Like so many others,  I first encountered the great thinker, astronomer and teacher Carl Sagan through Cosmos (the original PBS series.)  Though too young to have watched it when it first aired, I probably first saw and understood it in the mid-eighties.  I particularly remember sitting on our family room couch with my father watching weekly installments of the show, which, if you haven’t seen it, is as amazing a picture of the scope and contents of the universe as we are likely to ever see.  The updated series, featuring Neil deGrasse Tyson is almost as sublime.  Both series are fantastic straight, but are also really compelling when under the influence of a reasonable amount of your favorite cannabis.

Carl Sagan was a scientific polymath whose career spanned astrophysics, genetics and astrobiology, planetary science (he discovered many early facts about the atmospheres of Venus, Saturn and various moons) the early formation of life and the consequences of nuclear war. He was also a great communicator and teacher whose legacy now includes thousands of scientists now working in all of these fields, and millions of others who were inspired by his television work and writing.

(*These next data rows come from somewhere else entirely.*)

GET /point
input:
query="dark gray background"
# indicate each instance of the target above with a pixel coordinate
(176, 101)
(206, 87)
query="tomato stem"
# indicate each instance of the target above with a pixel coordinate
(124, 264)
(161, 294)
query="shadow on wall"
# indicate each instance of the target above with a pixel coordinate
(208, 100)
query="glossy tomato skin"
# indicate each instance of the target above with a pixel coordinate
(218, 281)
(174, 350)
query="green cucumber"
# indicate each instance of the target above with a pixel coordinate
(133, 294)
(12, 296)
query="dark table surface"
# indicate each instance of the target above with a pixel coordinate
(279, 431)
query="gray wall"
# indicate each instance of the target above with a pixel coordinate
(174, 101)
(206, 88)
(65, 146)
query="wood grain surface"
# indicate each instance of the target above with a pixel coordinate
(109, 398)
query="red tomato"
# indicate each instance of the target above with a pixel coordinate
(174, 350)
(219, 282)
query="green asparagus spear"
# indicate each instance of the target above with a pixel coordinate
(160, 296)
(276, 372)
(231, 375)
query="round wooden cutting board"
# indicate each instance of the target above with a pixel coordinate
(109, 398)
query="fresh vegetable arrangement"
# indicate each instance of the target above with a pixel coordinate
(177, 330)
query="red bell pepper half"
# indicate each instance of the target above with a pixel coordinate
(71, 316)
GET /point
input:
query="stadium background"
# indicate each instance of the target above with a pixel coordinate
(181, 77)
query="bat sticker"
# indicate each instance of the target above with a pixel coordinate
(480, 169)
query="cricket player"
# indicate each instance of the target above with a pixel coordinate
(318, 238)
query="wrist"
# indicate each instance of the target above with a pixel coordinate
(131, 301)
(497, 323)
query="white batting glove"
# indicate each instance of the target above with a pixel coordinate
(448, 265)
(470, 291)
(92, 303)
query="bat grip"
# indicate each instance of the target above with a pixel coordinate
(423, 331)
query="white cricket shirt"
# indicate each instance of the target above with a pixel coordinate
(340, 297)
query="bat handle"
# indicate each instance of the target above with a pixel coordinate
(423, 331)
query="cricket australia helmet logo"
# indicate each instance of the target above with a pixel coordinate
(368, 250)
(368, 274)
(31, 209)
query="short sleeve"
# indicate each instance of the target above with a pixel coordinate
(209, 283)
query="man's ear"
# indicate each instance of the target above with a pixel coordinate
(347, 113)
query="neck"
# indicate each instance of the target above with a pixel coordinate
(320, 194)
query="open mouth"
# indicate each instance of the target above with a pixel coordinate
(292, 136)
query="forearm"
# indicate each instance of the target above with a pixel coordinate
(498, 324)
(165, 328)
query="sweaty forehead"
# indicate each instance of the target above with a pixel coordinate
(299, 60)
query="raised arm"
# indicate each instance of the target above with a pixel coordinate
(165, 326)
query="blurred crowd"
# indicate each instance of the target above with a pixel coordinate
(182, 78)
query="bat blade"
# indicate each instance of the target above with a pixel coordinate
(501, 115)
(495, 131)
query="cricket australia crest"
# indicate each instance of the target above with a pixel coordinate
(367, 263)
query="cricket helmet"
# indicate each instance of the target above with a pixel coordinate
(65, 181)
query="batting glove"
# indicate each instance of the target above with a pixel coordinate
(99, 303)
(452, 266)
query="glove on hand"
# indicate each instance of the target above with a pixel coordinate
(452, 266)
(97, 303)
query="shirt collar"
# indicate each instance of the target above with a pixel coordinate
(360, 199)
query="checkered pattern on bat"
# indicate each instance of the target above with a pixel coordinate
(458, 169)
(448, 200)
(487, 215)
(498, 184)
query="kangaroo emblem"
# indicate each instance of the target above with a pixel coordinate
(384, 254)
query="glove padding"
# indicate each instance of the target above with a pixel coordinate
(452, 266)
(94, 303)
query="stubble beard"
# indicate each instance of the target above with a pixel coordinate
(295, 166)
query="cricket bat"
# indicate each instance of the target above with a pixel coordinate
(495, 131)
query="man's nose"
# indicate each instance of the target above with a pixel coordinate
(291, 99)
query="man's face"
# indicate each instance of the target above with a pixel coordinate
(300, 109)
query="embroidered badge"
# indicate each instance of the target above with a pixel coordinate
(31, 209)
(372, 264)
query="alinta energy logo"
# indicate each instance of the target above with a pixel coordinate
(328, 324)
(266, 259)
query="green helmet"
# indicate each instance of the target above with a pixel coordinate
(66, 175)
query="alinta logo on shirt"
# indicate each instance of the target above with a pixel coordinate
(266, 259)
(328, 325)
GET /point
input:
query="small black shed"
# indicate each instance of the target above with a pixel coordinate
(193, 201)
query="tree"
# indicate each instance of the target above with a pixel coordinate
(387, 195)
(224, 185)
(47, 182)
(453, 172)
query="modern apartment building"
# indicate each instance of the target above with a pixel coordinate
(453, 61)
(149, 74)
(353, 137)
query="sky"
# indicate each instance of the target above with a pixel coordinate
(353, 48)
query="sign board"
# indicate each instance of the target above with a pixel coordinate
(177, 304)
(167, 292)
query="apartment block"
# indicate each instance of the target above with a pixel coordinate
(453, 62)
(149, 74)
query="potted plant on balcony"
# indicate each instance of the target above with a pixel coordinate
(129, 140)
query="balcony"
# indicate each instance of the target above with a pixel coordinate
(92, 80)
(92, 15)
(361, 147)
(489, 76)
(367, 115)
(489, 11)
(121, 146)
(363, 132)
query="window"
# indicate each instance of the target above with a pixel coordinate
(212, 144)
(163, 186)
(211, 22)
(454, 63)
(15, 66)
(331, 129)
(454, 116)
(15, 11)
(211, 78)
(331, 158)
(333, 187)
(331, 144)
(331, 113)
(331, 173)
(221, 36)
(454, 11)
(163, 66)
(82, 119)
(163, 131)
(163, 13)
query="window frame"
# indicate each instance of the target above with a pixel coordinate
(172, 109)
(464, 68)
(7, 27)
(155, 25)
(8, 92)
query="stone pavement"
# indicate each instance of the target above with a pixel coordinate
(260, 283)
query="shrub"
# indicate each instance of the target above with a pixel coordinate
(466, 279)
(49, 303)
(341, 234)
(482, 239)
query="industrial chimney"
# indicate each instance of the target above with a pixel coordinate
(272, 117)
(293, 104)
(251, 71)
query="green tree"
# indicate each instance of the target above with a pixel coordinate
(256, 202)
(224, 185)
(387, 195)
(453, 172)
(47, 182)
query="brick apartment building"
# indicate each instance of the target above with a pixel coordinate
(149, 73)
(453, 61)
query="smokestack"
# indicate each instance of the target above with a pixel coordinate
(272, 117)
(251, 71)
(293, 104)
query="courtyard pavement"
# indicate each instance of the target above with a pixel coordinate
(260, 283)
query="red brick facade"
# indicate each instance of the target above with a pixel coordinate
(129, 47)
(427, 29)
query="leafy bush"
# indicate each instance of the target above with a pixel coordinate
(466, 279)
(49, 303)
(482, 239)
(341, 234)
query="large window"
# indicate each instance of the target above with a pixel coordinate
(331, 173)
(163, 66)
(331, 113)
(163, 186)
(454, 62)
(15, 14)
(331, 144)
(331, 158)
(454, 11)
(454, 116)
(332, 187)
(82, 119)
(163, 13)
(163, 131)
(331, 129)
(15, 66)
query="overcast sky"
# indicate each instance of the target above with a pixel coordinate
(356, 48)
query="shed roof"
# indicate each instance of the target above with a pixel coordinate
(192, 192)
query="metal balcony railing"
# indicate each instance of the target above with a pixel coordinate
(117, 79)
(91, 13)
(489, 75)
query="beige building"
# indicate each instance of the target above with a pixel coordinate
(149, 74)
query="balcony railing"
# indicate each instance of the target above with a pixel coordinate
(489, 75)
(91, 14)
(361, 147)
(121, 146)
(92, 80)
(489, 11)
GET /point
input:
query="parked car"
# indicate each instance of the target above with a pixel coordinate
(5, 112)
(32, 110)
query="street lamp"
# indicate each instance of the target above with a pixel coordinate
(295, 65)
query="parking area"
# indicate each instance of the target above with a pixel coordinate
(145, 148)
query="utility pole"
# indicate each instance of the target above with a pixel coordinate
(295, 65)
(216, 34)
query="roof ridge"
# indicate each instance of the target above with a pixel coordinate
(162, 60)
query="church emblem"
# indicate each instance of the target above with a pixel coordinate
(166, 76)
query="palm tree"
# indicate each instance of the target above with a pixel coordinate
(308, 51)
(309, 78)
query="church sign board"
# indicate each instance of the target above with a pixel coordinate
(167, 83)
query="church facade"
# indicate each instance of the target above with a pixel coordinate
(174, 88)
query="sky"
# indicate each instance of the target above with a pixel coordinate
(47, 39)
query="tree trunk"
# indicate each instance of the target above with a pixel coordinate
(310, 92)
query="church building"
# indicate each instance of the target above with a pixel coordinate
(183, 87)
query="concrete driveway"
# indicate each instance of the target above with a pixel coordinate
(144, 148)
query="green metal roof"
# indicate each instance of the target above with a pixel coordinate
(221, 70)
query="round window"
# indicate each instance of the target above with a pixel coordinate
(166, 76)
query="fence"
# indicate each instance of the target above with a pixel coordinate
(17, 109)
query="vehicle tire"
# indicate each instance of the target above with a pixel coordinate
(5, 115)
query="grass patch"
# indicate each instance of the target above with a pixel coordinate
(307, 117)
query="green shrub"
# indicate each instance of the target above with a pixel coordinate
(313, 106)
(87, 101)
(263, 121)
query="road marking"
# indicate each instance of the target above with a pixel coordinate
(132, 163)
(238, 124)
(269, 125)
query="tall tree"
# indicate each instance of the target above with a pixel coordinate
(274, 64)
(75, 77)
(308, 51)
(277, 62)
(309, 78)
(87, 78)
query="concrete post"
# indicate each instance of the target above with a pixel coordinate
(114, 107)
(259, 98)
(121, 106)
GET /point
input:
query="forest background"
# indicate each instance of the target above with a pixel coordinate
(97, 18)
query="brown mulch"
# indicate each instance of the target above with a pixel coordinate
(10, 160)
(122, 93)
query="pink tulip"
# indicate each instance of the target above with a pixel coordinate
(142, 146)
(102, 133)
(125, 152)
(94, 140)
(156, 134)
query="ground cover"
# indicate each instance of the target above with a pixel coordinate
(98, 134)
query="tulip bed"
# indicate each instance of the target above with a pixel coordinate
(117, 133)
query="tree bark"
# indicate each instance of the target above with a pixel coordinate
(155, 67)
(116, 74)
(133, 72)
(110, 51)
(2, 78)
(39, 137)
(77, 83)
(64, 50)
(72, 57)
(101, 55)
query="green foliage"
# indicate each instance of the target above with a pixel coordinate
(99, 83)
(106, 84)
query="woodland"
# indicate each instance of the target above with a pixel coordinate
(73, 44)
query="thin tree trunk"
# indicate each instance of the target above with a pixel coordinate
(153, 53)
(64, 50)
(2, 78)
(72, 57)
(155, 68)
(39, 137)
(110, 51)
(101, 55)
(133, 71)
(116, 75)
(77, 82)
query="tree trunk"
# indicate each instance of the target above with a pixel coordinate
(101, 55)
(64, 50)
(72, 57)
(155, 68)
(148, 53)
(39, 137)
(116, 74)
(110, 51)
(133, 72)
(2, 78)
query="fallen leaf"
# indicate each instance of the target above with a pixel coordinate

What’s perhaps known by fewer people (though now can hardly be called much of a secret) is that Sagan was also a passionate user of cannabis sativa and a brave advocate for its legalization. Though he publicly endorsed California’s medical marijuana bill before his death in 1996, his most famous and eloquent expression on the subject came long before. Writing as Mr X, Sagan composed a marvelous essay for inclusion in the 1971 compilation Marijuana Reconsidered. Even in those days just before the madness of the mega-criminalization introduced by Nixon and super-charged by Ronald Reagan, it’s likely that his public credibility and possibly his scientific career would have been compromised had he revealed his identity. But Sagan’s anonymity doesn’t lessen the importance or interest of this essay. If you haven’t read it, I invite you to have a nice toke, sit back, and take a few minutes to read it now. Or, for those in a hurry, here’s a snippit from the essay’s last paragraph:

There is a very nice self-titering aspect to cannabis. Each puff is a very small dose; the time lag between inhaling a puff and sensing its effect is small; and there is no desire for more after the high is there. I think the ratio, R, of the time to sense the dose taken to the time required to take an excessive dose is an important quantity. R is very large for LSD (which I’ve never taken) and reasonably short for cannabis. Small values of R should be one measure of the safety of psychedelic drugs. When cannabis is legalized, I hope to see this ratio as one of he parameters printed on the pack. I hope that time isn’t too distant; the illegality of cannabis is outrageous, an impediment to full utilization of a drug which helps produce the serenity and insight, sensitivity and fellowship so desperately needed in this increasingly mad and dangerous world.

If only he had lived to see the day.